Ja. Das bestätigt die Erfahrungen, die die LINKE über Jahre gesammelt hat. Wobei sich eine Mehrheit der Bevölkerung nicht etwa gegen zivile Hilfsleistungen für Afghanistan wendet. Aber das alles muss politisch durchgesetzt werden. Das schlechteste Argument für den Verbleib der Bundeswehr in Afghanistan lautet: Wenn wir abziehen, gefährden wir die NATO. Die NATO interessiert mich nicht. Der LINKEN geht es zuerst um die Menschen, in Afghanistan wie in Deutschland.

Fakten

  • Am 7. Oktober 2001, vier Wochen nach den Terroranschlägen des 11. September, beginnen die USA ihren Krieg gegen Afghanistan, weil das Terrornetzwerk Al Qaida vor allem von dort aus die Attacken vorbereitet haben soll.

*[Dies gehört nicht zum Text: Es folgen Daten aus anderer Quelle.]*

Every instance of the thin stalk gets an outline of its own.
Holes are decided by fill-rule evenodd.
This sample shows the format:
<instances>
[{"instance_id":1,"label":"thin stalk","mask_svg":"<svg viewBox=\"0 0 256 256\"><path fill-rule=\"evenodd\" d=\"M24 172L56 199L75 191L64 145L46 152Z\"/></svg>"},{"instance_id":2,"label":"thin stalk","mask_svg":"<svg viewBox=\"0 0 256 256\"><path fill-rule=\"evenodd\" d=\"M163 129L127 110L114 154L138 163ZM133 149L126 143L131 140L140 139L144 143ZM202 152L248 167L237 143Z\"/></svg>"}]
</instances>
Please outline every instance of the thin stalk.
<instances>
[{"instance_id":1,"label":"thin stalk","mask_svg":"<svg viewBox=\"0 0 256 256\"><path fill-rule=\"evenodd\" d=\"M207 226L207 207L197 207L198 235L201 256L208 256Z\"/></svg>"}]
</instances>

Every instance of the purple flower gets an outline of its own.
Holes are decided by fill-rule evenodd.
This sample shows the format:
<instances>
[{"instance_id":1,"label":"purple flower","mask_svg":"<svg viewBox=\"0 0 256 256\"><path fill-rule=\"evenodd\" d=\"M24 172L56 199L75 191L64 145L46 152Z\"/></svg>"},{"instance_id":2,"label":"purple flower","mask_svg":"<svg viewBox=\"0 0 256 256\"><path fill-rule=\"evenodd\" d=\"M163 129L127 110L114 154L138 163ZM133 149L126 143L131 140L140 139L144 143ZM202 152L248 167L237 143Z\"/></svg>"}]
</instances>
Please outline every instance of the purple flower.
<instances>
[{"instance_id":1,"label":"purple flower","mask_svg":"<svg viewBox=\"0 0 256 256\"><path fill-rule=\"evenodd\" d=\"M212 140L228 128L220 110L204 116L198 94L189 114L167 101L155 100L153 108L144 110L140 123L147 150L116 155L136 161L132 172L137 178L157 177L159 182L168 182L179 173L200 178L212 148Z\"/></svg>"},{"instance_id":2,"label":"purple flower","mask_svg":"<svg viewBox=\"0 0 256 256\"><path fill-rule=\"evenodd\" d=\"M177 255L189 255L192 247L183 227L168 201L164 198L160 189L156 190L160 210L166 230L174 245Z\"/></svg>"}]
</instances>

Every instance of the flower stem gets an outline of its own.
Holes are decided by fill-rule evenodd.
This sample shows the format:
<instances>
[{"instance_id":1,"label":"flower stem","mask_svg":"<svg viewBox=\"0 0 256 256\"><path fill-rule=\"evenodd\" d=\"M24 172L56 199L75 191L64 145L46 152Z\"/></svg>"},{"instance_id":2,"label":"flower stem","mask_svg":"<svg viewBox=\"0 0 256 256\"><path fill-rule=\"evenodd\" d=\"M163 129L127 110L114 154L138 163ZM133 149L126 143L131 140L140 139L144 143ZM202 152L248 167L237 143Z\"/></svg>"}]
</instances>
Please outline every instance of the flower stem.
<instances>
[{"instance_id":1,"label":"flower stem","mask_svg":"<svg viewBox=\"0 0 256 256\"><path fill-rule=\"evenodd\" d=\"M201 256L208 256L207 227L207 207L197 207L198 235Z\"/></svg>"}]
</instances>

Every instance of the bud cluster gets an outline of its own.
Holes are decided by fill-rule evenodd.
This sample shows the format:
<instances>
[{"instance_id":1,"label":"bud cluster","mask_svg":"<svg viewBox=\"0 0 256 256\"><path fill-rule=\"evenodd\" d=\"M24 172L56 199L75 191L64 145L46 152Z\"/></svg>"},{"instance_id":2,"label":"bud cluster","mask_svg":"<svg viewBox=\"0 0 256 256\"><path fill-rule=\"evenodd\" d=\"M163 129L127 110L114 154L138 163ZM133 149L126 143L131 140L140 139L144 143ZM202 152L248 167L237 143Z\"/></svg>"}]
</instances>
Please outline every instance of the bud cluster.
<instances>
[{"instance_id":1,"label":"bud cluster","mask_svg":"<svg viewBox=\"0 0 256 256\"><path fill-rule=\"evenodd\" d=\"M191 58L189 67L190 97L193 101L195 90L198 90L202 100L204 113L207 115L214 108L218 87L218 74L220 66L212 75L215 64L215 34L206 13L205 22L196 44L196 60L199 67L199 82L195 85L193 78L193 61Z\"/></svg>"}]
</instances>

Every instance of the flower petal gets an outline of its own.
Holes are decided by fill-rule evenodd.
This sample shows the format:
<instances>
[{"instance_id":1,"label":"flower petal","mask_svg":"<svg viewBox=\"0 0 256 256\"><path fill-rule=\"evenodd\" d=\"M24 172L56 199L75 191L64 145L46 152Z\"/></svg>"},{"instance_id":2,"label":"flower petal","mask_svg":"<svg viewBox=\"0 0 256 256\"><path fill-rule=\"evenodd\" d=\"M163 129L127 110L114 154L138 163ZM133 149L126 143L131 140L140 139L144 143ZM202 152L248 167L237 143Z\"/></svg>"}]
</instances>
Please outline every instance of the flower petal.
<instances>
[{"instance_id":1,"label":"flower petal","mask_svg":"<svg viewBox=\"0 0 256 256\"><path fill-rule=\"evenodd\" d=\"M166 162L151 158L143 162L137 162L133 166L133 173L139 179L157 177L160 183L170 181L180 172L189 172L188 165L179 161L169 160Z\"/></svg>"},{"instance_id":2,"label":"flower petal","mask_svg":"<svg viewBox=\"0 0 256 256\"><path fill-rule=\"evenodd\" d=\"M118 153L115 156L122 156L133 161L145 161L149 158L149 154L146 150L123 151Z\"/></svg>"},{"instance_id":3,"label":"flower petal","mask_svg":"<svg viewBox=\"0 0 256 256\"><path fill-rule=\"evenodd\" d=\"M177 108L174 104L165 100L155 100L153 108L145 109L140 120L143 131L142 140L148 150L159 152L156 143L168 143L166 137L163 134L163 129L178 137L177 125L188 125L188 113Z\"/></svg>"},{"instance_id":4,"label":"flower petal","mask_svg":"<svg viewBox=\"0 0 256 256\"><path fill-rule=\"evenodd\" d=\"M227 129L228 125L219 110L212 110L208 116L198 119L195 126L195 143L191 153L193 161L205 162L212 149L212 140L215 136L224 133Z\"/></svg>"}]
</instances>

  • Die internationale Schutztruppe ISAF (International Security Assistance Force) wurde im Dezember 2001 vom UN-Sicherheitsrat beschlossen. Seit 2003 wird sie von der NATO geführt.
  • Die USA kommandieren zusätzlich ihre Militäroperation »Enduring Freedom«. Mit einem Bundestagsbeschluss wurde das deutsche Engagement dort im Juli 2010 beendet.
  • Ende 2010 waren rund 130 000 ISAF-Soldaten aus 48 Ländern stationiert. Größter Truppensteller sind die USA mit rund 100 000 Soldaten, Deutschland stellt etwa 5000. Die USA wollen ihr Kontingent bis Herbst 2012 um ein Drittel verkleinern. Bis Ende 2014 sollen alle ausländischen Kampftruppen abgezogen sein.
  • Die Stärke der afghanischen Armee wird mit rund 100 000 Mann angegeben. Die Zahl der gegnerischen Taliban-Rebellen schätzt die ISAF auf 36 000.
  • Der Krieg forderte nach Schätzungen der Friedensbewegung bisher 70  000 Todesopfer, darunter etwa die Hälfte Zivilisten. Allein zwischen Juni und August dieses Jahres starben 971 Menschen. Die Gewalt zwang 2011 landesweit über 130 000 Afghanen zum Verlassen ihrer Häuser. Die Bundeswehr ist u.a. für das Massaker von Kunduz (4.9. 2009) mit ca. 140 Toten verantwortlich.
  • Seit 2001 wurden mehr als 2500 ausländische Soldaten im Afghanistan-Einsatz getötet. Auch 52 Bundeswehrsoldaten verloren seitdem ihr Leben.